Alvaro Henrique, alvarohenrique.com
Quando falamos de interpretação musical, a digital do intérprete, a sua maior contribuição, é a sua sonoridade, o timbre extraído da voz ou do instrumento.
Assim como você reconhece o carro de um familiar pelo som do motor, o músico é reconhecido pelo seu som. Mas um carro faz muito mais que apenas produzir um som específico. Já o músico, só existe para produzir som. Para o público, você é o seu som.
No violão clássico, a sonoridade é fruto de uma combinação entre mente + unhas + cordas + violão.
O aspecto mais importante, bem como o mais negligenciado, é a mente. Tudo começa com o som que você sonha tirar do violão. Todo o restante constituem em estratégias para conseguir tornar real este som idealizado. Se você não sabe qual som você quer ter, mesmo que você o ache, você não vai saber.
E como construir um som na sua mente? O primeiro passo é escutar violão. Escutar muitos violonistas, de muitos estilos, em muitas formas. E isso implica em escutar ao vivo também.
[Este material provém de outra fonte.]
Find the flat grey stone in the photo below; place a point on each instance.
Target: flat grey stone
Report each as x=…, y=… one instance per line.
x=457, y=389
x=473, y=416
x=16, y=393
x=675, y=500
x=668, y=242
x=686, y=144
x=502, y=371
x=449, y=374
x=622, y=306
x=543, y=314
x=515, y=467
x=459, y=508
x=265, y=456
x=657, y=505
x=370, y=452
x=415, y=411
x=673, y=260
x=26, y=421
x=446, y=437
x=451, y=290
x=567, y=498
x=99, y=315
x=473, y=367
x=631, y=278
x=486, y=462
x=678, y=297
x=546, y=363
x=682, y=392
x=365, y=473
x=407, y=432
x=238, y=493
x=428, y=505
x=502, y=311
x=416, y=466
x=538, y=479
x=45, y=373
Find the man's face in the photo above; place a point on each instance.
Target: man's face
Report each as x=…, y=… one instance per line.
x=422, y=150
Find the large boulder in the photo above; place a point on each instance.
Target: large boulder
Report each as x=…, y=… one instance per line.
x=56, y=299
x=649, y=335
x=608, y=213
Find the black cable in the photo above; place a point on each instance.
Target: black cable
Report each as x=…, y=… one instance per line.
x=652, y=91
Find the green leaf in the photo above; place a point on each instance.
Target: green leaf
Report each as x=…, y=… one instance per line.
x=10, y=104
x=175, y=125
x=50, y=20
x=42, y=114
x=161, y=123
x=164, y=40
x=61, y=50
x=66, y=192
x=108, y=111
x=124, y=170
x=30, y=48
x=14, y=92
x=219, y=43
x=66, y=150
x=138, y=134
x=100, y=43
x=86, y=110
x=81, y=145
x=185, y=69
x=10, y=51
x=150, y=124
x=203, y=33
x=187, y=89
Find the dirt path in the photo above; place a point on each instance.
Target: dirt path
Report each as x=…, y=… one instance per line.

Seu primeiro modelo mental de sonoridade pode ser simplesmente a cópia do som de outra pessoa, e a partir daí você irá desenvolvendo sua sonoridade ideal agregando elementos de outros violonistas que você admira, até criar um modelo próprio, com uma sonoridade com personalidade própria. Isso pode levar muito anos, mas precisa começar o mais cedo possível. O primeiro passo é ter um violonista favorito. Mas, atenção: pode ser que você prefira um violonista por gostar muito do repertório que este toca, mas você gosta mais do som do outro toca. Neste caso, para sonoridade, consideremos como violonista favorito aquele instrumentos com o som que você mais gosta, independente dos projeto musicais realizados por este intérprete.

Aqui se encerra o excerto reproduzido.